Since 1993 local councils in NSW have been required by Section 12 of the Local Government Act to provide access to specified documents, and to"other documents" unless satisfied disclosure would on balance be contrary to the public interest. In many respects (eg the public availability of staff submissions to councillors) local councils leave NSW state government agencies for dead when it comes to transparency, but experience with this single broadly stated exemption suggests some important lessons that the Solomon review may have taken on board, at least to some degree.
What is clear is that it won't work unless parameters with teeth are established for those who have to implement the law and make judgments about the balance of public interest considerations. In NSW councils have floundered in this area with little help from the Department of Local Government or the Local Government and Shires Association. And the relationship between Section 12 and other laws is so complex (not helped by the rare occasions it has cropped up in the Administrative Decisions Tribunal), it was one of the matters referred by the Attorney General to the NSW Law Reform Commission in 2006.There has not been a word from them on this since, despite the plan to publish a consultation paper by-wait for it-December 2006.
Even when the guidelines are clear, an authority with clout needs to step in to protect against lawyerly attempts to find loopholes. Just one example.

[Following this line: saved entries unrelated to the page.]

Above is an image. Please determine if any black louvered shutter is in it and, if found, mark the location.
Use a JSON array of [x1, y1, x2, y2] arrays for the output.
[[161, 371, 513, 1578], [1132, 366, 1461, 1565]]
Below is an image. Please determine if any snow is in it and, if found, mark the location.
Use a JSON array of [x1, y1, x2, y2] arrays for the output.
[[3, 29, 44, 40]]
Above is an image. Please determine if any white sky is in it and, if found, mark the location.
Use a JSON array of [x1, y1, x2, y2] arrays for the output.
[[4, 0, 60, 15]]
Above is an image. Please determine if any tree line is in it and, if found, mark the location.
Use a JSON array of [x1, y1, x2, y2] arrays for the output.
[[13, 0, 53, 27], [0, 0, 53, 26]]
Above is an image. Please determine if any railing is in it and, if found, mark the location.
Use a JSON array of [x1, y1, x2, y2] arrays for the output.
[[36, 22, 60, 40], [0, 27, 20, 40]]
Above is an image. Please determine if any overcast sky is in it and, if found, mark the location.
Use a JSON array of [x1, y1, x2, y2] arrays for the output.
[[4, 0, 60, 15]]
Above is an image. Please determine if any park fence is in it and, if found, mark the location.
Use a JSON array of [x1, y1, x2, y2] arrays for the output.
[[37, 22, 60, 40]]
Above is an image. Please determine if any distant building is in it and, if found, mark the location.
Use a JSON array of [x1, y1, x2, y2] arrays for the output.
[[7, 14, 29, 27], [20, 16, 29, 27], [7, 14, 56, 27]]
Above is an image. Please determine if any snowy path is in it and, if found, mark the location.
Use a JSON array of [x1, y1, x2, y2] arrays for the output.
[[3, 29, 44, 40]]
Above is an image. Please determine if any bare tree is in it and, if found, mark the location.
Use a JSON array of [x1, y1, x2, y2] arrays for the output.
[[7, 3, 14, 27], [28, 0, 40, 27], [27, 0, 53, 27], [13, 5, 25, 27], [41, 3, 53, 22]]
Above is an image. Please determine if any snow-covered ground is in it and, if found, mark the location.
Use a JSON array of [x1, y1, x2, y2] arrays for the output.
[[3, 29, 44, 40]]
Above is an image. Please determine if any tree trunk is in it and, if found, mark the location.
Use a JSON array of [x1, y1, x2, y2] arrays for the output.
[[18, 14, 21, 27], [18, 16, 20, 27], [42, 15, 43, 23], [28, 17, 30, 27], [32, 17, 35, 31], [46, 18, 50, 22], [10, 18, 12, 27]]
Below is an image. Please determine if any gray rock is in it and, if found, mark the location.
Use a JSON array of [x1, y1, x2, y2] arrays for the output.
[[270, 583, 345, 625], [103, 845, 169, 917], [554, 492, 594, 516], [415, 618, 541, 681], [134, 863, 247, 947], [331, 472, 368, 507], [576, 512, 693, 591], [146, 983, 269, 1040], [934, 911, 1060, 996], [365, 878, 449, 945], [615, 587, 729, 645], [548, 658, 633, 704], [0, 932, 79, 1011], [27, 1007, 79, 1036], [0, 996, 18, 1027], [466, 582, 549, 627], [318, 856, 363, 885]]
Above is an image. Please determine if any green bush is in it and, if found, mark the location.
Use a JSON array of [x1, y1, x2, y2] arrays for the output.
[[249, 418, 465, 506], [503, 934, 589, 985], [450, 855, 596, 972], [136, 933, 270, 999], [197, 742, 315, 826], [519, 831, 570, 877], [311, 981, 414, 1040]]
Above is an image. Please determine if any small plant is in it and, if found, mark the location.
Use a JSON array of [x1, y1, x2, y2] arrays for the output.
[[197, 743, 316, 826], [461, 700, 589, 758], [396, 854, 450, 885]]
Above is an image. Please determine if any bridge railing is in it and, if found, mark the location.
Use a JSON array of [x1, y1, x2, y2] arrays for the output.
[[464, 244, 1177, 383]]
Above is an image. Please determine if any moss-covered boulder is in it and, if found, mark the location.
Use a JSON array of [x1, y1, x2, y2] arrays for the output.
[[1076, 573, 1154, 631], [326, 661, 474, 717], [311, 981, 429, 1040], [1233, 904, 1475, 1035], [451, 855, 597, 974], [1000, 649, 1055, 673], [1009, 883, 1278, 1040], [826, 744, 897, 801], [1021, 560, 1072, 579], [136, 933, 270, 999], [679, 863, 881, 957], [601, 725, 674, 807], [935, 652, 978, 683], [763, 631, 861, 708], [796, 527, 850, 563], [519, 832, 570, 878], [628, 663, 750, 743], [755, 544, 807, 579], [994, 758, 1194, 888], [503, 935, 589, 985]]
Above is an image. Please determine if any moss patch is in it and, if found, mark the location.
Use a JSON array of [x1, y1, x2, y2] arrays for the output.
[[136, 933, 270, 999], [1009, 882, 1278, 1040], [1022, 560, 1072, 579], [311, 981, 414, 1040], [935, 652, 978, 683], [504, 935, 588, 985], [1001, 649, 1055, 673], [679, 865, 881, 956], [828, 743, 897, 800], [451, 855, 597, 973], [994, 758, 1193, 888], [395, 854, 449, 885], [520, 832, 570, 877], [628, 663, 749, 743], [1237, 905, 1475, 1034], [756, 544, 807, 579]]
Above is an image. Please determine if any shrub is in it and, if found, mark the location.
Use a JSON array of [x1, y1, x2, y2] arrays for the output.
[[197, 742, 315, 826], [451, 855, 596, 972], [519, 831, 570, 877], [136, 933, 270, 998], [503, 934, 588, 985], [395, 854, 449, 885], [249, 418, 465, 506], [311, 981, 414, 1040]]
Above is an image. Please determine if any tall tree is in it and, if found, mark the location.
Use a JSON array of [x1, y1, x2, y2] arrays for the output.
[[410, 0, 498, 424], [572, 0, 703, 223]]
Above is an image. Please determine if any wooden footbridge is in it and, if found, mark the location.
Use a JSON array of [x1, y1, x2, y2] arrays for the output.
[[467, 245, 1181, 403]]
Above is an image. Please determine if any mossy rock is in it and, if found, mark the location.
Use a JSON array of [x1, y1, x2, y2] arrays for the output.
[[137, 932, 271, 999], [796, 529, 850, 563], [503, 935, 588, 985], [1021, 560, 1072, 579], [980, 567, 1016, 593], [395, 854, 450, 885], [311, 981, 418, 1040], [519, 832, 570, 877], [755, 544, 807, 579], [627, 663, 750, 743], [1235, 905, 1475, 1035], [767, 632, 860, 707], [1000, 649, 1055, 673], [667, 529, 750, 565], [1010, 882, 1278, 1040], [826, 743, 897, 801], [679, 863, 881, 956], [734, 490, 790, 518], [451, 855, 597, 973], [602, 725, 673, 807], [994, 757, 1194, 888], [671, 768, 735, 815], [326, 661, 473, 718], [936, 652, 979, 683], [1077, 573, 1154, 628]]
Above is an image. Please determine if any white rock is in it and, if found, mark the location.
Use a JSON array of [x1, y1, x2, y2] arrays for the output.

The Local Government Act and the NSW Freedom of Information both contain a provision excluding as an irrelevant public interest consideration, that disclosure could lead to misinterpretation or misunderstanding of information in a document to be disclosed.(This still gets a lively run in some other jurisdictions around the country).
The LGA version relevant to councils in dealing with access applications outside FOI refers to as irrelevant the fact that a person-presumably any person-would misinterpret or misunderstand the information. The FOI provision that applies in the administration of the Act to all state and local government bodies in dealing with FOI applications, says it is not relevant that the FOI applicant would misinterpret or misunderstand the information. Maybe you can see the loophole coming. And the official guidance set out in the FOI Manual 2007 published by the Department of Premier and Cabinet and the Ombudsman does not disappoint.
Paragraph 10.4.19 under the heading"Ill-informed speculation and public confusion" reads:
"(A)lthough the possibility that the applicant him or herself may misunderstand information contained in a document cannot be taken into account, it may be a relevant consideration that release of the document would mislead the public generally, or otherwise cause general public confusion"(emphasis added).Just how the decision maker is to make a judgment about who or how many people constitute the public for this purpose isn't the subject of any further wisdom, but you can see what an agile mind could do with this. On any technical subject most of us might not fully understand but why that really matters has not been established.
The Solomon Report is aware of the problem of leaving the public interest as an "amorphous" concept and has a go (Recommendation 42, page 155) at listing public interest factors that should be included in the law. It includes in the irrelevant category, the NSW FOI provision, that according to the leaders here means that it may be relevant to consider whether persons other than the applicant may be mislead or confused by the information disclosed. Is that what Solomon intends?
The NSW experience illustrates the complexity involved for Queensland in moving from complex legislation and a myriad of exemptions, to a simpler right to information law, but may the wind be at their back.